Panci tanah liat yang menggunakan api dari kompor gas, tidak boleh langsung dengan nyala api besar. Harus dengan nyala api yang paling kecil terlebih dahulu. Sebab, pembakaran pada kompor gas menimbulkan api yang berwarna biru. Api biru lebih panas dan lebih menyengat daripada nyala api merah. Sehingga, agar panci tidak kaget menerima suhu panas, maka harus dengan perlakuan yang lembut dan pelan.
Pada umumnya, panci gerabah tanah liat dikategorikan panci tradisional. Sebab, panci ini proses pembakarannya alami dan tanpa bahan bakar modern. Jika pembuatan keramik porselen menggunakan tungku modern yang berbahan bakar gas atau pun tungku listrik, panci tanah liat dibakar dengan jerami, sekam, dan atau daun yang kering.
Panci tradisional tersebut memang mutunya tidak setinggi panci keramik modern.

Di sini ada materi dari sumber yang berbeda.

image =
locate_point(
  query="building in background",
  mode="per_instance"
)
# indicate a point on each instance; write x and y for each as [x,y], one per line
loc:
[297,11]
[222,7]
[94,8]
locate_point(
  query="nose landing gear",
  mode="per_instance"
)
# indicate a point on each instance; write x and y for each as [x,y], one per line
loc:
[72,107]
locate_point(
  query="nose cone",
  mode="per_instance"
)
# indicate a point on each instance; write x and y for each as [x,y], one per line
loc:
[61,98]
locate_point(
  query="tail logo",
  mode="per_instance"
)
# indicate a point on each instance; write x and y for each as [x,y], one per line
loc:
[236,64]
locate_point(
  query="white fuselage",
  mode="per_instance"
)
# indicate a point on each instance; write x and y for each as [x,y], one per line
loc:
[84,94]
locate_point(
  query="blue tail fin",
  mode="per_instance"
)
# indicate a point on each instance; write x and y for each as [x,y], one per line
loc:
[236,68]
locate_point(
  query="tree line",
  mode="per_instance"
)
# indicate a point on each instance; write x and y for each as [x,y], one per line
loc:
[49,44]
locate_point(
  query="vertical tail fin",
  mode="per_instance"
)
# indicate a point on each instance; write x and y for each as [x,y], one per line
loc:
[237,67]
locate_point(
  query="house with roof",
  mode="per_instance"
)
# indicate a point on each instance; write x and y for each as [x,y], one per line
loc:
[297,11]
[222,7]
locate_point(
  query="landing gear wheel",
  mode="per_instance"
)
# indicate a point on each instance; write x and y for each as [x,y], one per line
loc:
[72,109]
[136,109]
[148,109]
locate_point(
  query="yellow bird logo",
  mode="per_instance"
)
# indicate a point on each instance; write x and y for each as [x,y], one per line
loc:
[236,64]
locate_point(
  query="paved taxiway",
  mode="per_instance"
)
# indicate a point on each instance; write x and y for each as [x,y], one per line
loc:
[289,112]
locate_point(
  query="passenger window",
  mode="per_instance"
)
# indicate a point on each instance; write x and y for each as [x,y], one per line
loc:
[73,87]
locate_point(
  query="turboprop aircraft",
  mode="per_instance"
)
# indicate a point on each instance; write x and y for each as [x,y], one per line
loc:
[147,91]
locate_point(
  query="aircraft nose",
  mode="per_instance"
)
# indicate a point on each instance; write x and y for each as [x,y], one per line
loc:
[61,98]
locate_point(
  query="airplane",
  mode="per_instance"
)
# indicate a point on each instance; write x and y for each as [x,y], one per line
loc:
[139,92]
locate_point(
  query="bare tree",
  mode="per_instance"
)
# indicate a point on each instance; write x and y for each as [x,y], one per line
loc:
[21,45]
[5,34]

Namun, keantikannya-lah yang nilainya melebihi nilai panci modern. Selain keantikannya, daya kelezatan pada masakan juga lebih mantap panci gerabah yang tradisional.
Simak:
Surat Terbuka Darurat Corona
Awet dan tidaknya panci gerabah tanah liat bergantung pada perlakuan pemakai. Jika selalu berhati-hati dan melakukannya dengan lemah-lembut, niscaya panci ini akan awet. Bagi yang pandai merawat, serendah-rendahnya mutu panci gerabah, jangka waktu pemakaiannya bisa 6 bulan sampai dengan satu tahun, dengan pemakaian setidaknya 3 hari sekali atau seminggu sekali.
Panci gerabah tanah liat bagi masyarakat Indonesia sebenarnya turut mengajarkan pada kaum Hawa betapa pentingnya sikap lemah lembut dalam kehidupan sehari-hari. Dengan terbiasanya orang menggunakan perabot gerabah, niscaya membawa sikap yang halus, hati-hati, dan tidak berlaku kasar.